Est-il réaliste de parler de commerce sans rendre publics tous les paramètres relatifs à cette transaction de prestation de service entre imprimeries publiques et journaux qui se disant autonomes et privés?
Pour un pouvoir qui n'a rien de démocratique et de transparent, suspendre un journal est très facile. Surtout, lorsque ce dernier est ombilicalement lié au système politique qui l'a fait naître ou qui est le prolongement ou le relais malgré lui d'une sphère de puissants à qui tout est permis. L'actuel litige entre les imprimeurs de l'Etat et les six quotidiens suspendus tire son origine de ce postulat implacable qui fait qu'un journal qui se présente comme indépendant voit toujours suspendre au dessus de lui l'épée de Damoclès de la non-parution pour atteinte aux intérêts politiques et économiques des tenants du système ou plus fallacieusement pour non-application des règles de la commercialité que ces mêmes acteurs du système ont établi et qu'ils sont les premiers à transgresser. Nous sommes donc loin des règles universelles de la commercialité telles qu'elles sont appliquées ailleurs dans le monde.
En droit commercial, il faut savoir que si un différend de ce type est soumis devant une instance judiciaire, le simple fait d'accepter par la partie endettée le principe du paiement peut régler progressivement le litige.

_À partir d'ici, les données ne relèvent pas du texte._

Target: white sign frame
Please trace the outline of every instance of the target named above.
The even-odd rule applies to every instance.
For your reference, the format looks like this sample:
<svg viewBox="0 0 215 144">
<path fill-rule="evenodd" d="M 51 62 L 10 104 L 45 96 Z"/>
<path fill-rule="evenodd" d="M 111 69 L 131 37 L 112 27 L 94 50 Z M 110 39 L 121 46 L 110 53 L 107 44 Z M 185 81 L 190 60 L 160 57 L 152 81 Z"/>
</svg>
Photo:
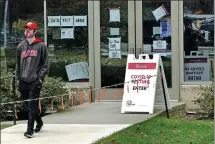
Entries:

L'argument du juge étant que le créancier peut se faire payer par échéancier surtout si son vis-à-vis n'a pas les moyens de rembourser tout et toute de suite.
Or c'est ce qu'exigent les imprimeurs aujourd'hui, en dépit du bon sens de la logique commerciale qui voudrait que les affaires ne peuvent se faire que sur une marge de crédit raisonnable. Les chiffres rendus publics par les imprimeurs du gouvernement et relatifs aux dettes des quotidiens incriminés sont plus ou moins reconnus par les patrons de ces entreprises de presse. Certains se sont mêmes exécutés et ont payé une partie ou la totalité de ce qui leur est dû. Ils n'ont pas été imprimés pour autant. Tout au contraire, on leur a exhibé d'autres dettes qui, dans un autre pays qui appliquerait à la lettre le droit commercial, auraient été frappées de prescription et donc purement et simplement effacées. C'est là que réside, encore une fois, le caractère politique de cette énième suspension de journaux. Quant au volet chiffré de cette affaire, il faut dire que comme par le passé, on publie que ce qu'on veut bien publier. Des données fondamentales sont ainsi occultées. Le montant de recettes publicitaires que ces quotidiens doivent à certains organismes d'Etat et qui se chiffrent aussi par milliards de centimes, la mercuriale du prix du papier et des autres accessoires et produits d'impression sont jalousement gardés. Il est vrai que la comptabilité des uns et des autres n'est jamais demandée par les pouvoirs publics, cela expliquerait pourquoi les éditeurs de journaux n'osent que trop rarement réclamer des comptes rigoureux aux imprimeurs sur ce volet. Faut-il rappeler par exemple que le développement prodigieux des technologies de communication de masse dans le monde et en Algérie (Internet, courrier électronique, etc.) a considérablement fait chuter le prix du papier journal et des équipements qui vont avec, sans que cela se traduise par une baisse du coût de revient dans la fabrication des journaux en Algérie? Ainsi, si en 1998, la tonne de papier était acquise à plus de 1000 dollars sur le marché mondial, aujourd'hui, selon les connaisseurs de ce secteur, son prix ne dépasse guère les 700 dollars. Il y a nécessairement quelque part arnaque, sinon pratique déloyale en termes d'appropriation occulte de cette différence de prix sur le dos des quotidiens de presse qui sont fabriqués en référence au prix d'il y a cinq ans.
En somme, comme pour tous les autres domaines d'activité, la presse est victime des archaïsmes de l'économie de marché à l'algérienne, dont ses promoteurs ne cessent de clamer la nécessité et les aspects positifs, mais qui n'est en fait qu'un habillage sur mesure pour une économie depuis longtemps monopolisée par certains à leur strict et exclusif intérêt personnel.